CHICAGO -- Don't let Tom Thibodeau fool you as the Chicago Bulls get set to face the Miami Heat and the 27-game winning streak they'll bring to town on Wednesday night.
As hard as the veteran coach will try to spin the showdown as being just the next game on the schedule, don't believe him. Don't let the Bulls' players fool you, either. Don't allow them to regurgitate Thibodeau's message about this being just another game. They know all about the streak, and they would love to be the team to knock off the Heat and thwart their path to yet another championship coronation -- at least for one night.
After Sunday's win over the Minnesota Timberwolves, Thibodeau said the upcoming game against the Heat isn't any different because of the streak they have going.
In his mind, the domineering coach may want to believe that, but he knows the reality is different. There's a reason why Nate Robinson was already practicing the LeBron James celebratory dance moves he wants to unleash in front of the reigning NBA MVP on Wednesday night. The Bulls want to be the team that breaks the streak, and the fact it's their hated rival only adds more fuel to the fire.
"Who doesn't want to beat Miami?" Bulls forward Jimmy Butler admitted. "One of the best records in the league, great players, but more than anything we just want to protect our home floor and win as many games as possible and just keep pushing and get that momentum going into the playoffs."
With or without the presence of the streak, Bulls forward Luol Deng believes the Heat matchup would be viewed the same within the locker room.
"If they were coming in and they don't have the record, I think it still would be a big game," Deng said.
Of course, the streak is still intact after the Heat's win over the Orlando Magic on Monday night, so Deng knows there will be more at stake than usual.
"We're going to approach it as a game that we got to win," he said. "Obviously, yeah, it's going to be in the back of our mind that they got a streak, and in the back of their mind, too. But the bottom line is just really getting a win."
With the way the Bulls have played of late, that is probably the best strategy to have. To that point, while the Bulls' players are clearly thinking about the opportunity in front of them to prevent NBA history, they're also remembering that the Heat crushed them at the United Center a month ago. They want to use revenge as a dominant emotion against James & Co.
"They blew us out last time we played, so, yeah," Robinson said. "We know what the feeling is like, and we know how to win. We beat them down there in [Miami]. So for us [to] come in, not really worry about the record, just play them for the team that they are. They're the world champs, and we're coming in trying to defend our home court, so we're going to come in, play hard, have fun and hopefully get the job done."
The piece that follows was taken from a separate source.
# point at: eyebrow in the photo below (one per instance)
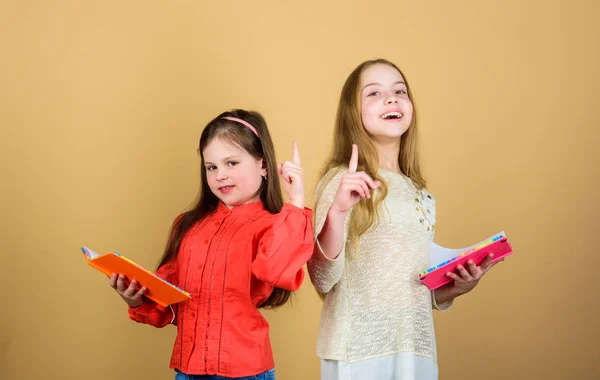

That's the focus Thibodeau wants his team to have, but even the man himself couldn't help but marvel at what Miami has accomplished of late. After deflecting nearly every answer about the Heat's streak for a month, Thibodeau, in the midst of discussing the 22-game winning streak the Houston Rockets put together in 2008, couldn't help but remark about what the Heat have done.
"It's pretty incredible what they're doing," Thibodeau said.
"When you win, everyone's confidence goes way up, but you're not winning just because [of confidence]. They're winning because they're playing well. That's why they're winning. Nothing has changed. That organization has always stood for hard playing, tough, defense, share the ball, play to win. They've maintained a very high standard for a long time."